3. Terrorism’s greatest ally is a sensationalist media.
Part of the reason that terrorism has become so effective in the last few decades is because the media has a kind of gross, symbiotic relationship with it. Terrorism wouldn’t terrorize people if they didn’t know much about it. If, for example, drownings were reported in the way terrorism was, we’d be spending a lot more time on improving our counter-undertow tactics than we would our counter-terrorism tactics.
But the media often (intentionally or otherwise) sensationalizes terrorism for precisely the same reason that terrorists commit acts of terrorism: because it grabs our attention. In a market where ratings, clicks, and subscriptions are what drive media revenues, it becomes almost too tempting to spend more time on violent spectacle than on actual, legitimate threats.

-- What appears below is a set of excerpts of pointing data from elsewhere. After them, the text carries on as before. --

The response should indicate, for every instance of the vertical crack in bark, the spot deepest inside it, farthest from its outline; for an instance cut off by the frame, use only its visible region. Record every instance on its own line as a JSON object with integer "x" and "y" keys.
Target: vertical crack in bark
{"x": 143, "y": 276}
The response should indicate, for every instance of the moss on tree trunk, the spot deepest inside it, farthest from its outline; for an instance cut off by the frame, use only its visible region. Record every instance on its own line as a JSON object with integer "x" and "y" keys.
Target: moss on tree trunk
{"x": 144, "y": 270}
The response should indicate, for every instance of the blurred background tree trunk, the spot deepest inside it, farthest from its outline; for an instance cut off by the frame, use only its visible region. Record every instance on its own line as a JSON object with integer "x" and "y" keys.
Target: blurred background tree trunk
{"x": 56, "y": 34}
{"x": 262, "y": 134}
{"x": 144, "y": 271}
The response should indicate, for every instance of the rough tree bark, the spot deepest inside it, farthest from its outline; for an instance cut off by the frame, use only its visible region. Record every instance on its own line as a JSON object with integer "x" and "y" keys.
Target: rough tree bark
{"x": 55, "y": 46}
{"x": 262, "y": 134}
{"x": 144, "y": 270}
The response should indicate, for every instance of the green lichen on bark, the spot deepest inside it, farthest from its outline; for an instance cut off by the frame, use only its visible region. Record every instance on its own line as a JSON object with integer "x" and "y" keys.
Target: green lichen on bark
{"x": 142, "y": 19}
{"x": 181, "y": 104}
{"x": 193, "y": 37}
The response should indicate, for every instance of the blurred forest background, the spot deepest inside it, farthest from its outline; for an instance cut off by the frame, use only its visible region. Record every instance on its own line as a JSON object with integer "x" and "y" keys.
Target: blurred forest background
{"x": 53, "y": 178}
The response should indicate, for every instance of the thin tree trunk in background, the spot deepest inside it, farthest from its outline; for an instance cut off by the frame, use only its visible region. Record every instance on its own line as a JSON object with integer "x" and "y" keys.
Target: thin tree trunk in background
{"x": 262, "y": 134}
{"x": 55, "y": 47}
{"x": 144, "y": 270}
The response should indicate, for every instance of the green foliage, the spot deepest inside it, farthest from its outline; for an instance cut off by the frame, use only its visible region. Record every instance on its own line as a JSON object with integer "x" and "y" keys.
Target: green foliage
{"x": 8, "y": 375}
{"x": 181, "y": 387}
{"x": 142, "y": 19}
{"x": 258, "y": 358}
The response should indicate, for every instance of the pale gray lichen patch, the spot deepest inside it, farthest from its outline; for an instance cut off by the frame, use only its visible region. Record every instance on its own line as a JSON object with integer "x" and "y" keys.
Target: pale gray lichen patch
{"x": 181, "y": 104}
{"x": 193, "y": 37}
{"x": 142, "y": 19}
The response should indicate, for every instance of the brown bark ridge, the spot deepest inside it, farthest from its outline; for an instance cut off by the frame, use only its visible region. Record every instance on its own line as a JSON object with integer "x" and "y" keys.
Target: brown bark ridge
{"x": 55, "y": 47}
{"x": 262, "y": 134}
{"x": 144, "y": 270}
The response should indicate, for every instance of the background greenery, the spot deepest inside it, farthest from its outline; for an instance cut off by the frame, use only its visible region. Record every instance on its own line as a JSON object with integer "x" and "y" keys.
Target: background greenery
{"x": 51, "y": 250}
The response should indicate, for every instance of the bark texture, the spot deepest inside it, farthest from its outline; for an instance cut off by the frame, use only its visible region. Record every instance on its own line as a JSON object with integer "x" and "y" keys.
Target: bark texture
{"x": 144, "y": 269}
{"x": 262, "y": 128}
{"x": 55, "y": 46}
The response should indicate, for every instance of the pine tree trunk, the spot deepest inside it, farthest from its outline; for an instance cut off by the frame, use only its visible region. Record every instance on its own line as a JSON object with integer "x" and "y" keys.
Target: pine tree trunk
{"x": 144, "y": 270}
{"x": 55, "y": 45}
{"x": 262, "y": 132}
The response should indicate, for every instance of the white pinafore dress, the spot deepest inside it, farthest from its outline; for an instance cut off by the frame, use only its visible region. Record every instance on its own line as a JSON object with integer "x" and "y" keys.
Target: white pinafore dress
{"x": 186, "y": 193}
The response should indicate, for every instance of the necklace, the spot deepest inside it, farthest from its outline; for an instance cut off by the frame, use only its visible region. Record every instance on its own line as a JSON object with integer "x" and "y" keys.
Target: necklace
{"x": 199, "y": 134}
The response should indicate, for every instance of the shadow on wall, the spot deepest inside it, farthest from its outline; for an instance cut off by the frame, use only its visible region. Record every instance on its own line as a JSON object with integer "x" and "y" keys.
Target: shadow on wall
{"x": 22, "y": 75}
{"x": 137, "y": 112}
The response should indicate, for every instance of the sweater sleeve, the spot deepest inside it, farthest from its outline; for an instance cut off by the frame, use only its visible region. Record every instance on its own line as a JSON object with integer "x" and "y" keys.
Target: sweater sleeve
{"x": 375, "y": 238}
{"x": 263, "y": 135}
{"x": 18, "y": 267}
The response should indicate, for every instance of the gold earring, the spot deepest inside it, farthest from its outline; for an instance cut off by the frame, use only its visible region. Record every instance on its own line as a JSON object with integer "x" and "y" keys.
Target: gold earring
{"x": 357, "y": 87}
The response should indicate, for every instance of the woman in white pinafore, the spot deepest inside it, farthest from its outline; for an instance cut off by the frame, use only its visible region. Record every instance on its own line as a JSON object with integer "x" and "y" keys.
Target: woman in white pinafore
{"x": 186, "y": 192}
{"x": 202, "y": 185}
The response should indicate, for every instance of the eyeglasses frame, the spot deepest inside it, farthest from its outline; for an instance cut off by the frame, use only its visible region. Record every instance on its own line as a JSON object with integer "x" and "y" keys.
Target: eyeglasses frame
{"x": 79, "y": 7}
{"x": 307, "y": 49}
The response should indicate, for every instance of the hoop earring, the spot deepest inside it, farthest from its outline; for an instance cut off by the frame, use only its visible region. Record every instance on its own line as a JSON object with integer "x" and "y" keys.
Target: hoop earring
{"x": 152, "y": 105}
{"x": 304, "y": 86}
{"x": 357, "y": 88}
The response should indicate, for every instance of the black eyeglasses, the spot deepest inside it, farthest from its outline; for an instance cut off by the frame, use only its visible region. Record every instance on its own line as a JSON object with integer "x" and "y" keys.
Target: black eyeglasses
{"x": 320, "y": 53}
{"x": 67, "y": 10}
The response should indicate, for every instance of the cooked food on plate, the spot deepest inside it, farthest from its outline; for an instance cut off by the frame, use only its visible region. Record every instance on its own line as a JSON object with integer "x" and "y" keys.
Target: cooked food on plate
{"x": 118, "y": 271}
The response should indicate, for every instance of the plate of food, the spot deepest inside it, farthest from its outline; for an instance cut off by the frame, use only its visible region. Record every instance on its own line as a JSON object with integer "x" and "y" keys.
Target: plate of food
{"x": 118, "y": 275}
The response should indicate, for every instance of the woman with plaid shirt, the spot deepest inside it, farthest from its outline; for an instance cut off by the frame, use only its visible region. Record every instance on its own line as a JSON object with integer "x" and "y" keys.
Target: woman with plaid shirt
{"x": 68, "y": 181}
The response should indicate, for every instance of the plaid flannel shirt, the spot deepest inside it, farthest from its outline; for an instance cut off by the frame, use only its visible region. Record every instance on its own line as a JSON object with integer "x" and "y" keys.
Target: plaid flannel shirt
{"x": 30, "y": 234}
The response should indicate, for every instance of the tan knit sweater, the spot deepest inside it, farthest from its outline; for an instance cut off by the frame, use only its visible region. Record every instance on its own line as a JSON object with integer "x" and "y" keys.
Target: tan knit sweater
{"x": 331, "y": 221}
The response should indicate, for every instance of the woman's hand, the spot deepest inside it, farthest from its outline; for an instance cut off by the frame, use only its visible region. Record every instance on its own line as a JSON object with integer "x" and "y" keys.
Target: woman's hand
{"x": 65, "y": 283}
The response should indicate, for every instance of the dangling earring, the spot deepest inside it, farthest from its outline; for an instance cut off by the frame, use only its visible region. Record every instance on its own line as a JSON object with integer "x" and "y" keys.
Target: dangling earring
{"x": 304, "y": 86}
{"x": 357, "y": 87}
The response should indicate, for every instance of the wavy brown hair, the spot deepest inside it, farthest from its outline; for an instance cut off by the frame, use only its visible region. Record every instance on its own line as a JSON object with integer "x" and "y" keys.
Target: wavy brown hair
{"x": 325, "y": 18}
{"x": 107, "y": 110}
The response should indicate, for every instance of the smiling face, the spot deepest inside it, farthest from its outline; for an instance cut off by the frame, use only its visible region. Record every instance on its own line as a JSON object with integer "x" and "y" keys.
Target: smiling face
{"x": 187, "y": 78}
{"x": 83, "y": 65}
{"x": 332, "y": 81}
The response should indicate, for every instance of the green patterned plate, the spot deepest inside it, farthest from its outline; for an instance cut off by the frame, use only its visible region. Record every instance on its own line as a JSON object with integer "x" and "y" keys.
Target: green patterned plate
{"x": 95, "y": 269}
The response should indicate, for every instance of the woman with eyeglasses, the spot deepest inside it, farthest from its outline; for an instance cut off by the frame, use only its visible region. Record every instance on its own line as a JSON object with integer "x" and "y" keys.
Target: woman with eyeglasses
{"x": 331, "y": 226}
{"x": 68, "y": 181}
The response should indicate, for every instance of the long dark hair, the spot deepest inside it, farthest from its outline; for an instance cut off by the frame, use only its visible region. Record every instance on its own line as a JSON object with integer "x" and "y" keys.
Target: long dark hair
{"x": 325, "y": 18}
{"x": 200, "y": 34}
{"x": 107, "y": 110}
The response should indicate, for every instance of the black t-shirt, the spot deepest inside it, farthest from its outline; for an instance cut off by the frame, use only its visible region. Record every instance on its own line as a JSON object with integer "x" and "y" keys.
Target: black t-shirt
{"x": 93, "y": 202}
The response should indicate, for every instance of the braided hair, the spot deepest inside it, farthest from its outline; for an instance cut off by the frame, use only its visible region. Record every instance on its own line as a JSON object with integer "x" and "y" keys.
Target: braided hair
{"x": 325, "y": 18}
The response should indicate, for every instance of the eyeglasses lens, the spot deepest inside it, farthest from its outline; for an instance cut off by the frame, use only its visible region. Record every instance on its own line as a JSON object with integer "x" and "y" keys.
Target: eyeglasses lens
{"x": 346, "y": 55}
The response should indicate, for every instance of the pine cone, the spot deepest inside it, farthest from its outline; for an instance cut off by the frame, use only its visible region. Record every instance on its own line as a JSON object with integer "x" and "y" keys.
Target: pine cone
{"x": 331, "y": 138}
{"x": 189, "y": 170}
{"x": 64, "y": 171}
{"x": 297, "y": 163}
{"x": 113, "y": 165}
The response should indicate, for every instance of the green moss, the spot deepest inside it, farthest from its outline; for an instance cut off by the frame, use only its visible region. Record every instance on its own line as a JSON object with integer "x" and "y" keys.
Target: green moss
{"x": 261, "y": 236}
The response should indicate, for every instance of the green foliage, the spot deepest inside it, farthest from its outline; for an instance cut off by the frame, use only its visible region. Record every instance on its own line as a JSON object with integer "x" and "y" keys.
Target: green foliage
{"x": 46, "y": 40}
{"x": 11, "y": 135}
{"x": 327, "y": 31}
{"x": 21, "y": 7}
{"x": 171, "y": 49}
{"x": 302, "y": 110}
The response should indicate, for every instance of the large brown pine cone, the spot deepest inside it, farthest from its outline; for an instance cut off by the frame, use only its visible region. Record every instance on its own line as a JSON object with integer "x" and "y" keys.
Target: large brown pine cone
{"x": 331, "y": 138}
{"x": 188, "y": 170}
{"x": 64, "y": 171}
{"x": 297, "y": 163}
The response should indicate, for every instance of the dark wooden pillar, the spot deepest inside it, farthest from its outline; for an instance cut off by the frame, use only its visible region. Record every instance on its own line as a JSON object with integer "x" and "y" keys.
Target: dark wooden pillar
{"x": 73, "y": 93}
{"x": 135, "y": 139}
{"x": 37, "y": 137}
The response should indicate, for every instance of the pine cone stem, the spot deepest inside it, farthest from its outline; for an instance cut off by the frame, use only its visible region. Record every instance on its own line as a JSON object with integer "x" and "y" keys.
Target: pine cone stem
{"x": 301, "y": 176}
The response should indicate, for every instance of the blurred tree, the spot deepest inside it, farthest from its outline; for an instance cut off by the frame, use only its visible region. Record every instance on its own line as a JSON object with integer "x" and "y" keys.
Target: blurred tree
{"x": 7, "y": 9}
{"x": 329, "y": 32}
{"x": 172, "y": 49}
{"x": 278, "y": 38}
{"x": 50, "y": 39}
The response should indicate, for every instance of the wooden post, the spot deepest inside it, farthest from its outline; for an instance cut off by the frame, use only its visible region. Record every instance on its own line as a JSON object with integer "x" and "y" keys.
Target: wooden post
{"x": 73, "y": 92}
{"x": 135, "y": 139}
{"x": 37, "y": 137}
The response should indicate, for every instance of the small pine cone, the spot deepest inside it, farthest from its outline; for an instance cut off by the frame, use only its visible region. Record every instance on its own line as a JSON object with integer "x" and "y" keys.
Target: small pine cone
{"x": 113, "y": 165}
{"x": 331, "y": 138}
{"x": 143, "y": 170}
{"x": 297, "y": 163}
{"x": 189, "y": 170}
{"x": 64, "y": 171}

Charlie Brooker, the creator of Black Mirror did an excellent bit on the media coverage of mass shootings on his show Newswipe, and how the media actually serves to exacerbate the problem rather than help it. Give the full video a watch:
The most important point is this final quote from forensic psychiatrist Park Dietz, who has studied mass shootings for decades:
“If you don’t want to propagate more mass murders, don’t start the story with sirens blaring. Don’t have photographs of the killer. Don’t make this 24-7 coverage. Do everything you can not to make the body count the lead story, not to make the killer some kind of anti-hero. Do localize this story to the affected community and make it as boring as possible in every other market. Because every time we have intense saturation coverage of a mass murder, we expect to see one or two more within a week.”
This same effect is true of terrorism — most of the terrorist attacks that are covered are fairly small, but the media coverage is always sensational. In this media environment, terrorists can launch attacks relatively locally, killing one or two people at a time (or otherwise failing entirely to kill anyone), and it can still feel, to the public, as if we’re under constant attack, thanks to the coverage.
4. All of this makes terrorism beatable.
With all of this in mind, it becomes clear: terrorism is beatable. If your opponent changes the game and uses a new tactic against you, then there’s nothing stopping you from changing the game yourself. Terrorists thrive on a sense of insecurity, and they play off of paranoia. Thus, the answer is to simply train yourself not to feel insecure or paranoid. Don’t let terrorism change your behavior.
When it comes to travel, it’s important to recognize that terrorists who plan attacks in major cities like to go for places that are iconic — Times Square in New York, Big Ben in London — with the idea that the media coverage of their attack will inevitably have establishing shots of these landmarks that people automatically associate with the city. This will likely make tourism to these cities suffer, as people will be scared of visiting a place that’s clearly under siege.
It is possible to travel abroad to places that have been attacked by terrorists and to not be terrorized. Your odds of being attacked are low, and the cities are far less dangerous than the media would have you think. There are some places where you are less safe (Forbes did an excellent breakdown of the least safe places for Americans) but they are the places you would expect, and the odds are still minuscule.
It’s become a cliche to say, “That’s what the terrorists want,” but look: if you’re terrorized by terrorism, that’s what the terrorists want. The data shows that we’re living in the safest time in human history, and also the time where it’s literally the easiest it’s ever been to explore the world.
All of life is a risk, and you can take a certain amount of precautions to stay safe, but at some point, you have to balance those precautions with the risk that, if you’re always scared, you may never really live your life.